From: Aaron Conole <aconole@redhat.com>
To: Sebastian Andrzej Siewior <bigeasy@linutronix.de>
Cc: netdev@vger.kernel.org, linux-rt-devel@lists.linux.dev,
"David S. Miller" <davem@davemloft.net>,
Eric Dumazet <edumazet@google.com>,
Jakub Kicinski <kuba@kernel.org>,
Paolo Abeni <pabeni@redhat.com>,
Simon Horman <horms@kernel.org>,
Thomas Gleixner <tglx@linutronix.de>,
Eelco Chaudron <echaudro@redhat.com>,
Ilya Maximets <i.maximets@ovn.org>,
dev@openvswitch.org
Subject: Re: [PATCH net-next v2 12/18] openvswitch: Move ovs_frag_data_storage into the struct ovs_pcpu_storage
Date: Tue, 15 Apr 2025 12:26:13 -0400 [thread overview]
Message-ID: <f7tbjsxfl22.fsf@redhat.com> (raw)
In-Reply-To: <20250414160754.503321-13-bigeasy@linutronix.de> (Sebastian Andrzej Siewior's message of "Mon, 14 Apr 2025 18:07:48 +0200")

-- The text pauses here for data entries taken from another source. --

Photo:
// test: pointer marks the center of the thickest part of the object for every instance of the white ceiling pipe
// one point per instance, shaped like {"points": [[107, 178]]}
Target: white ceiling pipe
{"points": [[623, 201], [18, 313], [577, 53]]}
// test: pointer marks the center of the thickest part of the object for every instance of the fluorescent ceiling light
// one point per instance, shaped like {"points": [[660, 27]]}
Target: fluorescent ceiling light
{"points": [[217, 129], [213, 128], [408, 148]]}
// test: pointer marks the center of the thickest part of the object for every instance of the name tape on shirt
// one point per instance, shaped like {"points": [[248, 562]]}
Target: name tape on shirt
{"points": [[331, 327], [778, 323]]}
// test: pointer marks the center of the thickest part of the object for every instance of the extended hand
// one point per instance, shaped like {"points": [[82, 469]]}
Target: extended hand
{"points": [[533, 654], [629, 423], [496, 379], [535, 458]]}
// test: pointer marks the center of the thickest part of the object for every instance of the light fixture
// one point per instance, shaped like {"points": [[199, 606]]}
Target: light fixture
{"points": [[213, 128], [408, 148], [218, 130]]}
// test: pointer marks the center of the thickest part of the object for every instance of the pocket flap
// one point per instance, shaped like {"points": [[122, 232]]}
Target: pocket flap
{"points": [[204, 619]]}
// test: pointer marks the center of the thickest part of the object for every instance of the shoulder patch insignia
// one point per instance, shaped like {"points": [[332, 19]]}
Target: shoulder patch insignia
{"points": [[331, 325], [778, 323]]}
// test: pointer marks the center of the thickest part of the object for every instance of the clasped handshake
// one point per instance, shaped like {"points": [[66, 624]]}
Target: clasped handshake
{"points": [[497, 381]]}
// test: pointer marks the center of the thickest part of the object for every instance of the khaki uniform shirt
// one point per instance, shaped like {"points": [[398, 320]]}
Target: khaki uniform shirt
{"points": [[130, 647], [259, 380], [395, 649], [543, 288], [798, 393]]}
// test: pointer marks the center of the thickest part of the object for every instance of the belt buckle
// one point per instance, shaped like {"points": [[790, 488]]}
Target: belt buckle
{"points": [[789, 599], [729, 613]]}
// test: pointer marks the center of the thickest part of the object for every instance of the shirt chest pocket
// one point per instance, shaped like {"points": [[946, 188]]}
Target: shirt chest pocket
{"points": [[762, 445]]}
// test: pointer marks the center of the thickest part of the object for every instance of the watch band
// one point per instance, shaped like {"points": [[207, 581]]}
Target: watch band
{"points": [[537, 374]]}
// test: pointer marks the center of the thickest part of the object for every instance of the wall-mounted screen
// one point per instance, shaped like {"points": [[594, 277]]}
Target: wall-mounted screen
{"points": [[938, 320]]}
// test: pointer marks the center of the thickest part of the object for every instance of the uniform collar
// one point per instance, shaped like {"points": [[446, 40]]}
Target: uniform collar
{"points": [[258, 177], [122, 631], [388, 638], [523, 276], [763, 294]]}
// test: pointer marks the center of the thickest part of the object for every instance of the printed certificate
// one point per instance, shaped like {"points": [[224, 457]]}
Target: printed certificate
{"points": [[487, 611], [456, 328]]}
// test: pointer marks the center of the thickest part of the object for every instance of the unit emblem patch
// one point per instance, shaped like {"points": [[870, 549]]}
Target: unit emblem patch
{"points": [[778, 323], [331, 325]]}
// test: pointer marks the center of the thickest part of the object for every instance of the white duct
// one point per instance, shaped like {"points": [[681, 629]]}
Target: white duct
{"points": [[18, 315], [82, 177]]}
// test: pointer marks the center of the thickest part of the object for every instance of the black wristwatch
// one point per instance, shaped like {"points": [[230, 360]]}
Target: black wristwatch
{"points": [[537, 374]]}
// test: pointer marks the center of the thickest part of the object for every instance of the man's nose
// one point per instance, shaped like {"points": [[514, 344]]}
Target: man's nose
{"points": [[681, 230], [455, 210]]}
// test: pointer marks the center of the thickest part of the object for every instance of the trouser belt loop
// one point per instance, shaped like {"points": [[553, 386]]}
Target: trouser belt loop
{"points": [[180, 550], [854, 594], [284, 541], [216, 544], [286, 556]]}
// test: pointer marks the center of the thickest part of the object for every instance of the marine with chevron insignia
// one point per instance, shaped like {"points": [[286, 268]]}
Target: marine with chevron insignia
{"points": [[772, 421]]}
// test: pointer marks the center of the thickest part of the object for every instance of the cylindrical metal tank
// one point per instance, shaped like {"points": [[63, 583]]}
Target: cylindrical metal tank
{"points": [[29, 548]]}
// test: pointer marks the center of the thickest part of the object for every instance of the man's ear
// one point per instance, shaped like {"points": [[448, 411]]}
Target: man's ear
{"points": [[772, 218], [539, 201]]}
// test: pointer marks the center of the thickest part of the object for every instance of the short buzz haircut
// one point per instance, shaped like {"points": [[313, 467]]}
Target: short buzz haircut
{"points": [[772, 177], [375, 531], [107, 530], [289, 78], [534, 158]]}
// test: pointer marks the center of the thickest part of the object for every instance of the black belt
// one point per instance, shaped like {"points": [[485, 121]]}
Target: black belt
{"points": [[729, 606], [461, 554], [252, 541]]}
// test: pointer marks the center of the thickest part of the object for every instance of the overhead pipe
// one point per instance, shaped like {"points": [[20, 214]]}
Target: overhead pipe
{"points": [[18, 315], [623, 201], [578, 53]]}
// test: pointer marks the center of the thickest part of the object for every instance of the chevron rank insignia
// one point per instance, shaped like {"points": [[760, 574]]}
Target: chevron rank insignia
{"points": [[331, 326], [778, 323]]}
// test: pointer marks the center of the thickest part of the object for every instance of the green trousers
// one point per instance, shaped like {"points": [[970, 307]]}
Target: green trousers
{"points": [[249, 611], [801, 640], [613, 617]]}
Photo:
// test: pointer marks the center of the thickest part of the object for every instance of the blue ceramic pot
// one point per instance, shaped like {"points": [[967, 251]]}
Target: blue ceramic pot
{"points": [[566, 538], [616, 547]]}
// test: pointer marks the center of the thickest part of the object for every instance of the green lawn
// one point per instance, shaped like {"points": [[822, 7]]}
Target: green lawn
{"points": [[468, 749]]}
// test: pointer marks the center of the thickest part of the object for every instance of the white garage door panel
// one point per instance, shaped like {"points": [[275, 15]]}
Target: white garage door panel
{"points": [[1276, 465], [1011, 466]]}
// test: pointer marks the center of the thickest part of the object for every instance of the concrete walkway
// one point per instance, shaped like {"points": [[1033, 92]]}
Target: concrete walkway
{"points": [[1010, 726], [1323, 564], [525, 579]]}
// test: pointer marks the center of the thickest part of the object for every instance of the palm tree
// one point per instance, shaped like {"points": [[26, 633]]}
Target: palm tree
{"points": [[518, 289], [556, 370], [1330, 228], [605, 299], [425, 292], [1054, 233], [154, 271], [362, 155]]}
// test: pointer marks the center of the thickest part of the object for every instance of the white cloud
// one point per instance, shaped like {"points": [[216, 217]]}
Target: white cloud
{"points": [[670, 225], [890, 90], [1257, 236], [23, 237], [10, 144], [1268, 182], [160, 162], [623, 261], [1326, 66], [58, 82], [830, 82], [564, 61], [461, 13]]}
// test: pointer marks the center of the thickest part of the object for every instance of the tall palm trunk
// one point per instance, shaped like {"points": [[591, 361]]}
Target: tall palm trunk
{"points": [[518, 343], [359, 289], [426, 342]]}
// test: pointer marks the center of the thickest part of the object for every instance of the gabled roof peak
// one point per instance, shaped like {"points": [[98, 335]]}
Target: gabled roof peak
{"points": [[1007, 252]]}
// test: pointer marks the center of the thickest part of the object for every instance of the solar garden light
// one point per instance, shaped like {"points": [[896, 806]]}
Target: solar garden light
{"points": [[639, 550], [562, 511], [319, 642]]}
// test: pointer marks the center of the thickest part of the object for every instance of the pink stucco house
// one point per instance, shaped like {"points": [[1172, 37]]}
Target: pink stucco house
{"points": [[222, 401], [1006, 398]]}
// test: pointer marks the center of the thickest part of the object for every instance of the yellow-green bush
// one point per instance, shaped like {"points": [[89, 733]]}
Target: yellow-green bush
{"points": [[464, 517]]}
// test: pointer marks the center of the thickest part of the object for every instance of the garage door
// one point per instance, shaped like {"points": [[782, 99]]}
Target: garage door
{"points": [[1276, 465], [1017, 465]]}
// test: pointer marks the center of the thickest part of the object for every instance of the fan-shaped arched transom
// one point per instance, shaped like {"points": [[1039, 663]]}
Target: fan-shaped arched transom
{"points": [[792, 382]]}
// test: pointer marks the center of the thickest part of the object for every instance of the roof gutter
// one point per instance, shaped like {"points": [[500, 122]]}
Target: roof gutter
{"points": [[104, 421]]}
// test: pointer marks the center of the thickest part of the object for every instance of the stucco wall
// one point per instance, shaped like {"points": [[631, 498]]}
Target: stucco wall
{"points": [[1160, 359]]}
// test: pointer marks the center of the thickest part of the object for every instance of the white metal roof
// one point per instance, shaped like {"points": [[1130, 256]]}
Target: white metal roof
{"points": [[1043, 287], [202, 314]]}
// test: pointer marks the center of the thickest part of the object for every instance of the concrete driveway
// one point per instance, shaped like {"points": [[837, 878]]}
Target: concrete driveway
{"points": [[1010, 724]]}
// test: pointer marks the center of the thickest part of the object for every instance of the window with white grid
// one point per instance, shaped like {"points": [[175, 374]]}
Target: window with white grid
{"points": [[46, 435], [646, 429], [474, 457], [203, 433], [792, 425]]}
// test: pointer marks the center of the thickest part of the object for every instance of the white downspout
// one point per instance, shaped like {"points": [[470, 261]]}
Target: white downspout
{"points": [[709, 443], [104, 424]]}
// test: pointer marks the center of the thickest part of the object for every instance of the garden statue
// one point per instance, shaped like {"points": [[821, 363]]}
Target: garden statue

Sebastian Andrzej Siewior <bigeasy@linutronix.de> writes:
> ovs_frag_data_storage is a per-CPU variable and relies on disabled BH for its
> locking. Without per-CPU locking in local_bh_disable() on PREEMPT_RT
> this data structure requires explicit locking.
>
> Move ovs_frag_data_storage into the struct ovs_pcpu_storage which already
> provides locking for the structure.
>
> Cc: Aaron Conole <aconole@redhat.com>
> Cc: Eelco Chaudron <echaudro@redhat.com>
> Cc: Ilya Maximets <i.maximets@ovn.org>
> Cc: dev@openvswitch.org
> Signed-off-by: Sebastian Andrzej Siewior <bigeasy@linutronix.de>
> ---
I'm going to reply here, but I need to bisect a bit more (though I
suspect the results below are due to 11/18). When I tested with this
patch there were lots of "unexplained" latency spikes during processing
(note, I'm not doing PREEMPT_RT in my testing, but I guess it would
smooth the spikes out at the cost of max performance).
With the series:
[SUM] 0.00-300.00 sec 3.28 TBytes 96.1 Gbits/sec 9417 sender
[SUM] 0.00-300.00 sec 3.28 TBytes 96.1 Gbits/sec receiver
Without the series:
[SUM] 0.00-300.00 sec 3.26 TBytes 95.5 Gbits/sec 149 sender
[SUM] 0.00-300.00 sec 3.26 TBytes 95.5 Gbits/sec receiver
And while the 'final' numbers might look acceptable, one thing I'll note
is I saw multiple stalls as:
[ 5] 57.00-58.00 sec 128 KBytes 903 Kbits/sec 0 4.02 MBytes
But without the patch, I didn't see such stalls. My testing:
1. Install openvswitch userspace and ipcalc
2. start userspace.
3. Setup two netns and connect them (I have a more complicated script to
set up the flows, and I can send that to you)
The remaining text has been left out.